I never said life was all about making widgets, just that manufacturing (which covers everything from making widgets to growing food) is the only way to create wealth. What you’re describing with your Vegas trip is consumption, not production.
Hyperelastic - There are a variety of definitions for “wealth”, but a thing does not need to be tangible to have economic utility (which is really what we are talking about). My widget patent may be worthless without the widget factory, but the factory is equally worthless without someone to invent and design widgets to be produced. I think you are equating production with wealth and I’m not sure that’s accurate. I can have two nations. One with a huge manufacturing ability, another with huge amounts of intellectual capital. Do these two countries not have something to trade with the other? That potential to increase production has value.
Anyhow, I think we are starting to get into more complex issues of accounting value vs market value vs economic value, consumption and the capturing of value in a service economy. Bottom line is entertainment industries have an economic utility, provided that people are not spending income that should be going to paying the rent or feeding the family. At that point, the casino is still creating wealth, however it is wealth concentrated with a limited number of people at the expense of other communities.
It’s hard to say. I certainly think that most of the harm associated with marijuana use comes from its being illegal. I don’t remember if I’ve come out and said that it SHOULD be illegal, because it has enough harmful effects apart from the law, but I do, so if I haven’t said it, I will now.
So what’s the principled distinction between marijuana and gambling?

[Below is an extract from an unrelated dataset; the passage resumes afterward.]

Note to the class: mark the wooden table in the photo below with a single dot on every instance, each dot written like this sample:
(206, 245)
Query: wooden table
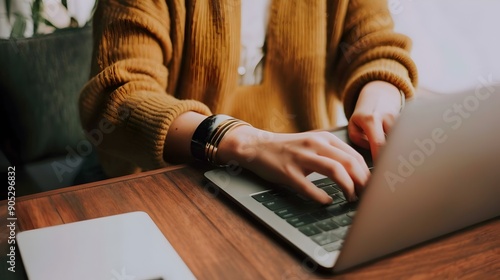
(219, 241)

So far, it’s only my gut feeling that marijuana use is more harmful to more more people than gambling is. That is, if both were legal, marijuana would cause more problems than gambling.
I admit that this opinion is not buttressed by research or solid inquiry – it is, as I say, a gut feeling. As such, I’m willing to be convinced that I’m off base concerning marijuana; perhaps it is not as harmful as I thought.
Translataion: Bricker likes to gamble but not smoke pot. I’m the opposite. I think pot has far more positive aspects than gambling and far less downside. I think both should be legal. Freedom and all that rot, you know.